実はDari Kのチョコレートを買うだけでもカカオ農家への支援になっているのだが、「コロナ禍で大変なカカオ農家を、直接、支援したい」という声を「たくさんいただいた」(足立さん)ことから、カカオ農家が自分の未来へ投資できるような支援を決めた。スラウェシ島内での入手が難しかったり、農家にとっては高価となる換金作物の苗木を選び、それを贈って育ててもらうことで、将来の現金収入につながるように、と考えている。
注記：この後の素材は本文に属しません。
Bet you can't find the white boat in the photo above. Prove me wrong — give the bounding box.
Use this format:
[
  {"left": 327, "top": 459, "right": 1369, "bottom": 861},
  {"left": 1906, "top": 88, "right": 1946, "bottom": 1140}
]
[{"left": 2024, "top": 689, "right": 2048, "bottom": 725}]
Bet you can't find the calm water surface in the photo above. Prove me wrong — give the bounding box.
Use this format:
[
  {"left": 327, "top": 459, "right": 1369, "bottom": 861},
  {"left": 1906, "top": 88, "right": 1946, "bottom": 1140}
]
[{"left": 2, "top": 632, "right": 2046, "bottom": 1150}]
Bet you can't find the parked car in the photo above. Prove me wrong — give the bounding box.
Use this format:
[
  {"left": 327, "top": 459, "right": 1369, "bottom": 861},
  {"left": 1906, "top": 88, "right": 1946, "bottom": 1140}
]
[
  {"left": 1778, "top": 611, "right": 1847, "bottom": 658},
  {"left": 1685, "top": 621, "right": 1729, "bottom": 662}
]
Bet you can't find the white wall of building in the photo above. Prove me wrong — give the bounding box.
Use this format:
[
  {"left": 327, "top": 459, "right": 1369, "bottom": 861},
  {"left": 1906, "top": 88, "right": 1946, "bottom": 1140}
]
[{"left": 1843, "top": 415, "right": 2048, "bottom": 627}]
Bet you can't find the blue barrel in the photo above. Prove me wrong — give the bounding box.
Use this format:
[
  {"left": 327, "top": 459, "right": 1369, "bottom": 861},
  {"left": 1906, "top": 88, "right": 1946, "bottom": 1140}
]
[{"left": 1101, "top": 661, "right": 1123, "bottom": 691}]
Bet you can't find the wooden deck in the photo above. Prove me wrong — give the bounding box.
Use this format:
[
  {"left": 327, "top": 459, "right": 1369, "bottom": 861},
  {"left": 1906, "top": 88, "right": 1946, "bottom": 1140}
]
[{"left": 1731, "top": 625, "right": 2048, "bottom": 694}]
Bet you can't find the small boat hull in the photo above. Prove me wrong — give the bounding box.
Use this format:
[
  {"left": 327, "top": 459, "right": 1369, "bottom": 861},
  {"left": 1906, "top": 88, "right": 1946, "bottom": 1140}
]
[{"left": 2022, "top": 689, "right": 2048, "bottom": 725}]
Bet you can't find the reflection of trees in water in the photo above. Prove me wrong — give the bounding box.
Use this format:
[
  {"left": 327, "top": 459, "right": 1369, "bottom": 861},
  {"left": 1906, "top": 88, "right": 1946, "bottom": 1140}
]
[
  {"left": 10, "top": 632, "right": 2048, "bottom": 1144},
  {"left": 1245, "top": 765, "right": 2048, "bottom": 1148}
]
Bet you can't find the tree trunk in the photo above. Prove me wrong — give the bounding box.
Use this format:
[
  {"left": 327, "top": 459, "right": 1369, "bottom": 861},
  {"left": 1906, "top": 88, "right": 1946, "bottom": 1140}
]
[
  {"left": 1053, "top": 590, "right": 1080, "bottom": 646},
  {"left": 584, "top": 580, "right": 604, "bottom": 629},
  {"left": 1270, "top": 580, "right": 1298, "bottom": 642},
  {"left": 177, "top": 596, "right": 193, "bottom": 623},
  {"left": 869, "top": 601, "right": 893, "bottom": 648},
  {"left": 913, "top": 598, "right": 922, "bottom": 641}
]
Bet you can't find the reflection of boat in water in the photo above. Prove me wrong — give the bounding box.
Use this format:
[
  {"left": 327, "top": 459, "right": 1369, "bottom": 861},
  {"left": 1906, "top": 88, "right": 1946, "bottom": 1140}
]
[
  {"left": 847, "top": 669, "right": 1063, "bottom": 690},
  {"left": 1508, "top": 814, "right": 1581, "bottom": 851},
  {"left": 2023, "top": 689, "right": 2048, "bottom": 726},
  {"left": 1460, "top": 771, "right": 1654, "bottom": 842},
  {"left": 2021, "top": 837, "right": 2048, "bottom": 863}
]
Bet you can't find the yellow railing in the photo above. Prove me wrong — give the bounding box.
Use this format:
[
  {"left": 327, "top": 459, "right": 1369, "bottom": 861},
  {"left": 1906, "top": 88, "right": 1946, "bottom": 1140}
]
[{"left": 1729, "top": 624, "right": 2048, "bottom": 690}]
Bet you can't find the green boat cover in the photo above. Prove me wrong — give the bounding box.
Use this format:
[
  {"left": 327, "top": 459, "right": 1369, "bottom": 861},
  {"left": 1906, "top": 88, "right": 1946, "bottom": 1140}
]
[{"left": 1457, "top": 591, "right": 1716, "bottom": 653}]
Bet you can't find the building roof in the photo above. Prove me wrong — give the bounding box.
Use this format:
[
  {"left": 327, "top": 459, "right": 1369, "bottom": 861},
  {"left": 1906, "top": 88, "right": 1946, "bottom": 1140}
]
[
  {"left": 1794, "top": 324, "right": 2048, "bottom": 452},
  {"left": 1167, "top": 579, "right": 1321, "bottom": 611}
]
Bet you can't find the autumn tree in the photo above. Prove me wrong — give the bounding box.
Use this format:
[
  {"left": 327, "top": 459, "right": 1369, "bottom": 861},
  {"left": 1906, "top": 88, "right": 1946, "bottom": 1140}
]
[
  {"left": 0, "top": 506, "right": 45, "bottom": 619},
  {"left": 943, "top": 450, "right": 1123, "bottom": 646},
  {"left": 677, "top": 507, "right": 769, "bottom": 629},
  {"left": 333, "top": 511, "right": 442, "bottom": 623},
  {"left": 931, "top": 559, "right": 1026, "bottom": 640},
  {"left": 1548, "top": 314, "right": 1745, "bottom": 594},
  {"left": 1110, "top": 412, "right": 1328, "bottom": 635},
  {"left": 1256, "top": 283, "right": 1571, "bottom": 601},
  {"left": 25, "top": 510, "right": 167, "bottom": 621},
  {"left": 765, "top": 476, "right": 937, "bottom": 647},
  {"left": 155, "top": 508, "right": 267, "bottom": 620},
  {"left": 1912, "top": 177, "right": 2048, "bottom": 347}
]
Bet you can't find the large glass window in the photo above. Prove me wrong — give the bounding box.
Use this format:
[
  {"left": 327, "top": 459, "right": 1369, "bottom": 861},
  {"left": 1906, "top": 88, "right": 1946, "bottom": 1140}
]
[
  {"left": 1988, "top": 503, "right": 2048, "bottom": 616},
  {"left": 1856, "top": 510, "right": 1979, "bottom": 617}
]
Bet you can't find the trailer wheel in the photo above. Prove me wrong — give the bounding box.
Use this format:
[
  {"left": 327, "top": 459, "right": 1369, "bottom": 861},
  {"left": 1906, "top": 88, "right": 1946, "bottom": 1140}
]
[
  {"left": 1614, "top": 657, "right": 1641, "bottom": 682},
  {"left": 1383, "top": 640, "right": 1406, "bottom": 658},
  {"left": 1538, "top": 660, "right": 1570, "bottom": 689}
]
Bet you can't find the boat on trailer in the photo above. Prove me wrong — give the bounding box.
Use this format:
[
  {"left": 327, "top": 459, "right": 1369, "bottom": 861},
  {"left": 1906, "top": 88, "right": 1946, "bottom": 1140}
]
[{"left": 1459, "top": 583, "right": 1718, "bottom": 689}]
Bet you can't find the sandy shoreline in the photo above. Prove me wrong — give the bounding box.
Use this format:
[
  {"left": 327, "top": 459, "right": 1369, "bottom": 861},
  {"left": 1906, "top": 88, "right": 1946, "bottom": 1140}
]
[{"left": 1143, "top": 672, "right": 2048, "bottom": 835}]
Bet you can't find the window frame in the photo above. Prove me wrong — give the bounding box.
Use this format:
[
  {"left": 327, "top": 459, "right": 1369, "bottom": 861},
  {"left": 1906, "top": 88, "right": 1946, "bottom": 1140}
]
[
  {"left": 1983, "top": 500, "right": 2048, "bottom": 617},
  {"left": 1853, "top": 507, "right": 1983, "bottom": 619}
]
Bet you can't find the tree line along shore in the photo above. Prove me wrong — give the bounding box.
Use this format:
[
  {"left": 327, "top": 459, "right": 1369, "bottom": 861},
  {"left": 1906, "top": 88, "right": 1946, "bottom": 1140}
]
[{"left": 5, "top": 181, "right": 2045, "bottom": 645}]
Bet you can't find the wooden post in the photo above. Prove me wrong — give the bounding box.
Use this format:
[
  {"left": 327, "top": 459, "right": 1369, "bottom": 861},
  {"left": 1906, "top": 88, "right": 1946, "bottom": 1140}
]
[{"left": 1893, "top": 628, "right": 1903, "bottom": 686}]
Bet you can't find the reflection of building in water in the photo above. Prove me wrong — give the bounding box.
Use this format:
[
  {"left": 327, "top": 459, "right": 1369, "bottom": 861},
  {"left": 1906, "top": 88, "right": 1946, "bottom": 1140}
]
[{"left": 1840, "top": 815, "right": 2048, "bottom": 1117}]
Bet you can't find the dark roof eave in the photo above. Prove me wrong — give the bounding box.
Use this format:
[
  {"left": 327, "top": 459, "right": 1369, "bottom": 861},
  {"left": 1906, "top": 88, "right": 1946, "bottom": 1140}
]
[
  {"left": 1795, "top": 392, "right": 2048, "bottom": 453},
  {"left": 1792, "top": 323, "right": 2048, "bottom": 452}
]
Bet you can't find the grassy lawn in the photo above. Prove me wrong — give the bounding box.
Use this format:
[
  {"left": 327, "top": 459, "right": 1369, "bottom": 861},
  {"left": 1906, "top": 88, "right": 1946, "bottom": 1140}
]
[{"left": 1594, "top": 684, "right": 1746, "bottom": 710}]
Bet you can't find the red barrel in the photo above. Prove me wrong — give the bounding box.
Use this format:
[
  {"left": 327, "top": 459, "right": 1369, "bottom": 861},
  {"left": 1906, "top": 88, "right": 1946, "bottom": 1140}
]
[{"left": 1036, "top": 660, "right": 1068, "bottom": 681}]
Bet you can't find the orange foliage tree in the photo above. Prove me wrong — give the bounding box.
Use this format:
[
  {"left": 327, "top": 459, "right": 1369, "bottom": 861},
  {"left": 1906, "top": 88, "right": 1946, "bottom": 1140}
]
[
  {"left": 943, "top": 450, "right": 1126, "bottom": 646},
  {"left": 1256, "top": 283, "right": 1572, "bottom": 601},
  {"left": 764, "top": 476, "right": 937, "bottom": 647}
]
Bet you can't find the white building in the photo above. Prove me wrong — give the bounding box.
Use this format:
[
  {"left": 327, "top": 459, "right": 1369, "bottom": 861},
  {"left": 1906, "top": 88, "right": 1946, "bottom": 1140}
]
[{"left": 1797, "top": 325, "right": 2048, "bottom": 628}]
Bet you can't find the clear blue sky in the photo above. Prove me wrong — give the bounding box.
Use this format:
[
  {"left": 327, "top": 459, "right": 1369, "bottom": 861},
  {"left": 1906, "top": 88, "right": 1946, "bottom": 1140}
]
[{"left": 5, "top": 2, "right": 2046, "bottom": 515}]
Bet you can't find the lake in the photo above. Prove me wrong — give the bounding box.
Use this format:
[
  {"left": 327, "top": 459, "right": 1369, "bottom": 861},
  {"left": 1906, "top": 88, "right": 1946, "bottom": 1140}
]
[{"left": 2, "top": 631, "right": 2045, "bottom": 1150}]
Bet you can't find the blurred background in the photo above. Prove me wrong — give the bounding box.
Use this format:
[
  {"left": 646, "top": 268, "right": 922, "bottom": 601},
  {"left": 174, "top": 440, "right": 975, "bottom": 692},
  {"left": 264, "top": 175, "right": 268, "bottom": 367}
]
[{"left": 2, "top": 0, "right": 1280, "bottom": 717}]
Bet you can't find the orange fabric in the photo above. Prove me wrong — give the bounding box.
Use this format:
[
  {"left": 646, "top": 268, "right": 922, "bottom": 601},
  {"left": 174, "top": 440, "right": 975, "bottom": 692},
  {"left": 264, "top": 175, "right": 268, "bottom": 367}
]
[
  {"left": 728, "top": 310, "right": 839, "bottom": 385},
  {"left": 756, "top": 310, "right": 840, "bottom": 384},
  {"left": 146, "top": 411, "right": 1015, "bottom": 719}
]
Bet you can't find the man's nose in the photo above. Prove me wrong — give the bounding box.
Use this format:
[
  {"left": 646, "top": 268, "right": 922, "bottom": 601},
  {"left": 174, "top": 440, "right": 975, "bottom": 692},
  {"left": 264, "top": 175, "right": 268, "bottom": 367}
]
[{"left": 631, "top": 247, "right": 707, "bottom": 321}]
毎月、ペイフォワードのセットとなるチョコレートは変更される予定なので、「長期的にカカオ農家を支援したい」という人は、毎月買っても食べ飽きることはない。12月末まで実施する予定だ。
豆の個性がわかる、挽き立てカカオ

Dari Kのチョコレートは日本で製造しており、まだインドネシアで買うことはできない。インドネシアのように暑い国で、安定した品質管理を行いつつ、チョコレートを流通させることには、まだまだ課題が大きいという。
Dari Kがシャープと共同開発した「挽き立てカカオ・マシーン」は、カカオ豆を入れると、ペースト状になった100%のチョコレートがすぐに出てくる、画期的な機械。カカオ豆はコーヒー豆と同様、国や産地、さらには農家によっても、味が違う。この「挽き立てカカオ」だと、そうした味の違いや豆によっての個性の違いが、はっきりわかるそうだ。
「このマシーンを持ってカカオ豆の産地をキャラバンし、農家の人たちに『自分たちの豆はこういう味なんだ』と知ってもらいたい。それが吉野社長や私の夢です」と足立さんは語っている。